Ticket #1747 (closed defect: worksforme)
output from different stages mixed after slave disconnects/reconnects
| Reported by: | philippem | Owned by: | |
|---|---|---|---|
| Priority: | major | Milestone: | 0.8.+ |
| Version: | 0.8.2 | Keywords: | windows |
| Cc: |
Description (last modified by dustin) (diff)
- slave is running in xp on a vmware fusion 3.1.2 vm, connecting to the master over a vpn tunnel (managed outside the vm)
- the slave periodically disconnects from the master, either when the vm is suspended, the vpn tunnel drops, or the vm is shutdown and rebooted.

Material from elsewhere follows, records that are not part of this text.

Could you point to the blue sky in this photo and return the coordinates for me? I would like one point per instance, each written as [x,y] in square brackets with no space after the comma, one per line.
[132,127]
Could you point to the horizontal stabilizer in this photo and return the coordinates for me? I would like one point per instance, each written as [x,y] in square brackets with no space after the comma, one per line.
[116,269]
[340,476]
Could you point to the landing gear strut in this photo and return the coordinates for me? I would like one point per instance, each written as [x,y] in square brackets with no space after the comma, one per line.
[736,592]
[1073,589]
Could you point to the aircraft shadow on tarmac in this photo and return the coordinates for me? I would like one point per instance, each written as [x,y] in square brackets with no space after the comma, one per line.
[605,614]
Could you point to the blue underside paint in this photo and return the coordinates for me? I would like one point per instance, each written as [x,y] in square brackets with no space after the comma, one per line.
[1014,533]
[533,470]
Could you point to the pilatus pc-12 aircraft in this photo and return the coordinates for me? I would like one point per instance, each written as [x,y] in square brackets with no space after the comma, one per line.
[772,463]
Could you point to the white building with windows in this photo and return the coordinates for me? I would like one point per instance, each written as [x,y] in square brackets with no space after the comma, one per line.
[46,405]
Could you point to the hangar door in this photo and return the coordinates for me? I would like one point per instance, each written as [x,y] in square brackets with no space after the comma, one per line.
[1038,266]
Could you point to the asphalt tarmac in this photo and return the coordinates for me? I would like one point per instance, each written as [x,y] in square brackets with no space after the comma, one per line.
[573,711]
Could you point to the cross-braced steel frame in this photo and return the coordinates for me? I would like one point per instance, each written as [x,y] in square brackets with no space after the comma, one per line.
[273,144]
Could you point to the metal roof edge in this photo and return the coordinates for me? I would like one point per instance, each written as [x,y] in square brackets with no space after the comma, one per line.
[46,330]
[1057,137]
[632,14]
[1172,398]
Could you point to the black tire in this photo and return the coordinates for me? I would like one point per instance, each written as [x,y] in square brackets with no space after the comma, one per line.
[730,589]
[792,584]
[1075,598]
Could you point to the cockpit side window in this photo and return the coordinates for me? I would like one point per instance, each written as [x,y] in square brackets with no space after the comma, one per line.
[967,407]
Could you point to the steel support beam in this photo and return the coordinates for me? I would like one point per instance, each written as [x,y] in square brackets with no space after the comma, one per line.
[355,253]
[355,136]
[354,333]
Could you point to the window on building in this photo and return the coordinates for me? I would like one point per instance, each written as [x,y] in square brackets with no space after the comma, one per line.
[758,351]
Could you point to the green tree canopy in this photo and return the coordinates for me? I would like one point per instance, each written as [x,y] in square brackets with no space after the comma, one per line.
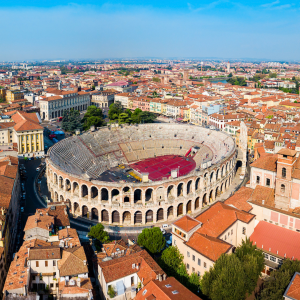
[97,232]
[275,287]
[152,239]
[71,121]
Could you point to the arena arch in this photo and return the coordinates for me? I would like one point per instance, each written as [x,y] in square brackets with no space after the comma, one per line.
[94,192]
[104,194]
[189,207]
[160,215]
[126,217]
[75,189]
[115,217]
[85,211]
[104,216]
[149,216]
[95,215]
[180,189]
[179,209]
[197,203]
[138,217]
[137,195]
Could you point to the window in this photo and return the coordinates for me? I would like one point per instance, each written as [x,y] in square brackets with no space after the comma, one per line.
[283,172]
[257,179]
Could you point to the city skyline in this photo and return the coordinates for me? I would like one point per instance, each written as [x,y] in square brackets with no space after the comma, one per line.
[163,29]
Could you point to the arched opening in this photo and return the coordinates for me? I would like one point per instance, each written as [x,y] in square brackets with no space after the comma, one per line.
[197,203]
[204,201]
[137,195]
[179,209]
[149,216]
[104,216]
[95,215]
[160,194]
[114,194]
[126,189]
[85,211]
[211,176]
[76,208]
[170,192]
[94,192]
[160,215]
[68,203]
[126,217]
[197,184]
[170,212]
[60,182]
[55,179]
[138,218]
[283,172]
[84,191]
[189,207]
[75,189]
[189,187]
[115,217]
[149,195]
[104,194]
[68,185]
[180,190]
[211,196]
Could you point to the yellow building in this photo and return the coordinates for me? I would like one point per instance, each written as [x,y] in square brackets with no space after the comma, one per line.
[13,95]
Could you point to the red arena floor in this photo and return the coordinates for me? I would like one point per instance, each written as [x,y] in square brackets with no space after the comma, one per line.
[159,167]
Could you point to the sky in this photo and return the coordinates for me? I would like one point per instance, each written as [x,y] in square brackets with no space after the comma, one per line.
[90,29]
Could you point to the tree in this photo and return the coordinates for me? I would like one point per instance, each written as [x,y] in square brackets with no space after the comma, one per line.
[171,259]
[279,280]
[114,110]
[152,239]
[225,280]
[97,232]
[71,120]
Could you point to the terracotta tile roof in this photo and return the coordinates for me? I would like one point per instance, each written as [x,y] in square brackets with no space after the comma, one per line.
[267,162]
[277,240]
[240,198]
[73,262]
[122,267]
[293,290]
[156,289]
[186,223]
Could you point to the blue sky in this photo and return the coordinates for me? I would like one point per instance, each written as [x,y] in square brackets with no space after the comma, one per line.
[93,29]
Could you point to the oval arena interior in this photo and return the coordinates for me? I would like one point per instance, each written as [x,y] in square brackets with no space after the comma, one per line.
[141,174]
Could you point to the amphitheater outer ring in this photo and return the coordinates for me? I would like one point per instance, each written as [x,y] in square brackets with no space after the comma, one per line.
[204,187]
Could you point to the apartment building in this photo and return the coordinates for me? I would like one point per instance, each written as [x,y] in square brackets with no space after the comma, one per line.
[216,231]
[58,101]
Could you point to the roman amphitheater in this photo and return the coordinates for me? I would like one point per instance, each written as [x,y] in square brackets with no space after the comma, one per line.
[141,174]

- after the slave reconnects and a new build is launched, the output from different stages is sometimes mixed together, for example the output from a Compile shell step is mixed into a Test step, and output appears, even before the environment variables are listed (stdio output copied here; some output has been elided):
------ Build started: Project: Logging, Configuration: Debug Any CPU ------
c:WINDOWSMicrosoft.NETFrameworkv3.5Csc.exe /noconfig /nowarn:1701,1702 /platform:x86 /errorreport:prompt /warn:4 /define:DEBUG;TRACE /reference:c:SourceIDebugAPI.dll /reference:c:Source\DebugCommon.dll /reference:c:SourceebugCommonCore.dll
[...]
Compile complete -- 0 errors, 0 warnings
xunit.console.exe UnitTests.dll /html unittests-output.html
in dir C:SourceUnitTestsinDebug (timeout 1200 secs)
watching logfiles {}
argv: ['xunit.console.exe', 'UnitTests.dll', '/html', 'unittests-output.html']
environment:
ALLUSERSPROFILE=C:Documents and SettingsAll Users
APPDATA=C:Documents and SettingsplmApplication Data
CLASSPATH=.;C:Program FilesJavajre6libextQTJava.zip
...
master version:
- Buildbot: 0.8.2
- Twisted: 10.0.0
- Jinja: 2.3.1
- Python: 2.6.5 (r265:79063, Apr 16 2010, 13:09:56) [GCC 4.4.3]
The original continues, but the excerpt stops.